Em “The Death of Slim Shady”, Eminem propõe a morte do personagem criado no início da carreira. Nas faixas, o músico transita entre o trap (vertente mais lenta do rap) e o clássico boom-bap. Ele também ridiculariza debates sobre padrões de beleza, diversidade, inclusão, linguagem neutra e direitos de pessoas transgênero, além de mencionar famosos como Combs, rapper mais conhecido como Puff Diddy, ou P. Diddy.
Caso Diddy: entenda o que é fato sobre o caso
Fuel
Em “Fuel”, Eminem canta: “I’m like a R-A-P-E-R / Got so many S-As / Wait, he didn’t just spell the word, “Rapper” and leave out a P, did he? (Yep) / R.I.P., rest in peace, Biggie / And Pac, both of y’all should be living”.
Em português, os versos dizem: “Sou como um estuprador / Tenho um monte de BOs / Espera, ele soletrou mesmo rapper só que sem um p? (Aham) / Descanse em paz, Biggie / E Pac, vocês dois deveriam estar vivos”.
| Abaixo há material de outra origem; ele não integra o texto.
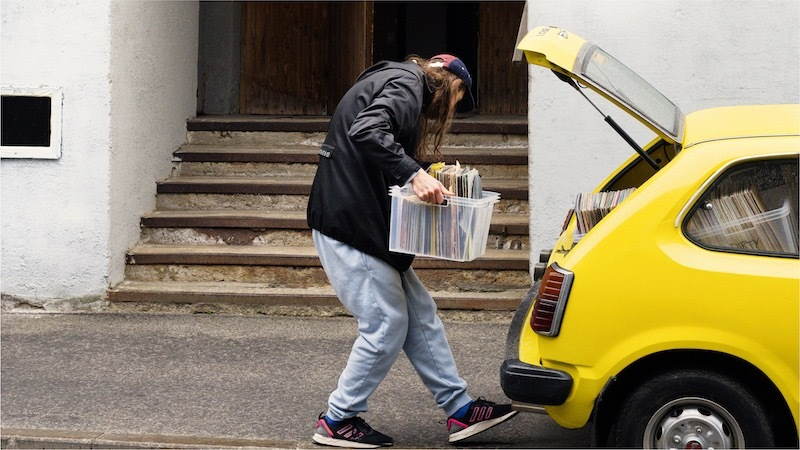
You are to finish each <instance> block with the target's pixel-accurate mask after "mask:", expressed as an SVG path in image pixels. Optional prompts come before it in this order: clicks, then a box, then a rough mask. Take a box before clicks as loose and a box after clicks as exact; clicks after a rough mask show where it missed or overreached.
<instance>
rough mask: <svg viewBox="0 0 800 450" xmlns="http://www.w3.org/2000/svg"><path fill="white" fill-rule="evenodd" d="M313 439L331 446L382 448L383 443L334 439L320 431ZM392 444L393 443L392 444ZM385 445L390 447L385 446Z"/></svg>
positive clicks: (324, 443) (318, 443)
mask: <svg viewBox="0 0 800 450" xmlns="http://www.w3.org/2000/svg"><path fill="white" fill-rule="evenodd" d="M311 439H312V440H313V441H314V442H316V443H317V444H321V445H329V446H331V447H346V448H380V447H382V446H381V445H376V444H364V443H362V442H353V441H346V440H344V439H334V438H332V437H328V436H323V435H321V434H319V433H314V436H312V437H311ZM390 445H391V444H390ZM385 447H388V445H387V446H385Z"/></svg>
Sonoramente, o trecho “P, did he?” soa como “P. Diddy”, que é alvo de várias ações civis que o caracterizam como um “predador sexual violento”. Ele é acusado de usar álcool e drogas para submeter as vítimas aos abusos. Suas residências foram alvo de buscas por agentes federais neste ano.
Sean ‘Diddy’ Combs durante um evento em 2018
Richard Shotwell/Invision/AP/Arquivo
Antichrist
Já em “Antichrist”, o cantor diz: “Ghastly, and insidious as me, or spitting as nasty?/ Next idiot ask me is getting his ass beat worse than Diddy did”.
“Horrível e traiçoeiro como eu, ou cuspindo tão maldoso?/ O próximo idiota que me perguntar vai apanhar mais do que o Diddy fez com…”
Os versos são uma possível referência à denúncia da cantora Cassie contra Diddy. No fim de 2023, ela o acusou de submetê-la por mais de uma década a coerção física e drogá-la, além de estuprá-la em 2018.
Um vídeo de uma câmera de segurança em um hotel mostra o rapper agredindo fisicamente Cassie, que era sua namorada da época. Nas cenas, ela é arrastada pelo cabelo e tenta fugir.